The patient-centered medical home (PCMH) is not only a key pathway to care management and patient satisfaction, but it’s also a legitimate stepping stone to an accountable care organization (ACO). Given recent efforts to cut health care costs and improve quality, it’s no surprise that the development of medical home initiatives continues unabated around the country.
Closer inspection of the PCMH reveals considerable efforts to:
- Engage and educate patients
- Fortify the model with a framework of IT and infrastructure
- Teach doctors the medical home’s dual priorities of care coordination and healthcare quality.
Glenridge has particular experience working with payers on PCMH program development and implementation. For example, Glenridge was instrumental in the roll-out of a regional payer-sponsored PCMH program in which over 3000 (75 percent) of a regional Blue Cross Plan’s primary care network providers were enrolled in an ambitious and sophisticated PCMH program.
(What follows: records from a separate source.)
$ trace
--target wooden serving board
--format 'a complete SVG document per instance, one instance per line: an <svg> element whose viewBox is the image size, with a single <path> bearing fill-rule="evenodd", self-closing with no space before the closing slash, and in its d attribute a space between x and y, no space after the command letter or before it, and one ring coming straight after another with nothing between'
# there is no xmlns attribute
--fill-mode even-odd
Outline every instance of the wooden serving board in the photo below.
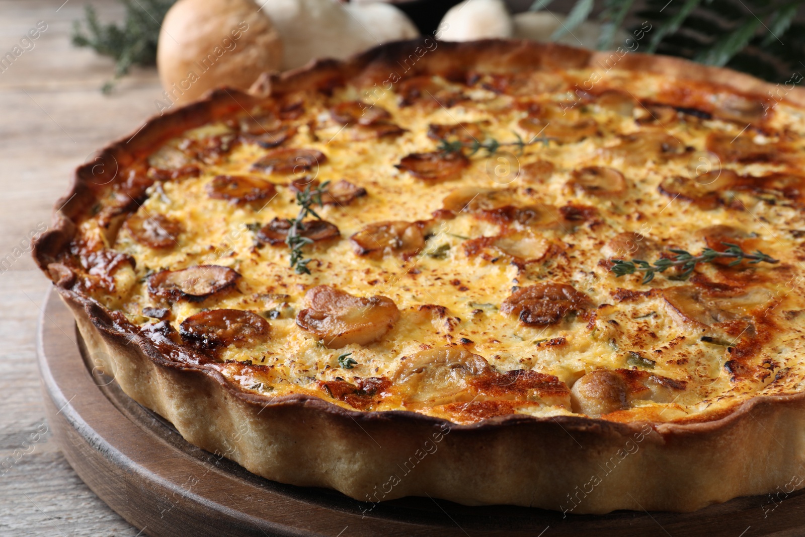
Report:
<svg viewBox="0 0 805 537"><path fill-rule="evenodd" d="M170 423L129 399L88 355L72 314L56 292L50 293L46 304L38 349L54 436L89 488L145 535L805 534L805 494L786 494L784 483L776 496L737 498L696 513L564 516L509 506L469 507L429 498L371 508L332 490L270 481L189 444Z"/></svg>

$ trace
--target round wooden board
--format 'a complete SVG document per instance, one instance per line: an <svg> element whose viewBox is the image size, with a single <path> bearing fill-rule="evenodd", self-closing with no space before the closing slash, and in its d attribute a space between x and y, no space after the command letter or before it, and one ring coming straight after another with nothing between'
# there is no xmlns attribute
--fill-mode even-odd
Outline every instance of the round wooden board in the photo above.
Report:
<svg viewBox="0 0 805 537"><path fill-rule="evenodd" d="M373 506L332 490L282 485L188 444L168 422L126 396L87 356L56 292L46 300L38 350L47 419L64 456L104 502L149 535L805 534L805 494L786 494L785 484L776 495L737 498L696 513L599 516L469 507L429 498Z"/></svg>

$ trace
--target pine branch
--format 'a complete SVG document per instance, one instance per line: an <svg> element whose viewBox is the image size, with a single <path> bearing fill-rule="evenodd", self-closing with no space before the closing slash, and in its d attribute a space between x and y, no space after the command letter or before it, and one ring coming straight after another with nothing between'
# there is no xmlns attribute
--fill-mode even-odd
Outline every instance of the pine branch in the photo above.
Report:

Glenridge’s expertise in managed care program design, physician practice operations and technology, and provider engagement campaigns enabled our health plan client to achieve its program objectives. In particular, we helped improve provider engagement and alignment, while generating significant improvements in cost and quality indicators across all products.
As providers and payers work more closely to cut costs, improve quality and engage patients in healthcare outcomes, programs such as PCMH have become critical building blocks to accountable care and population health.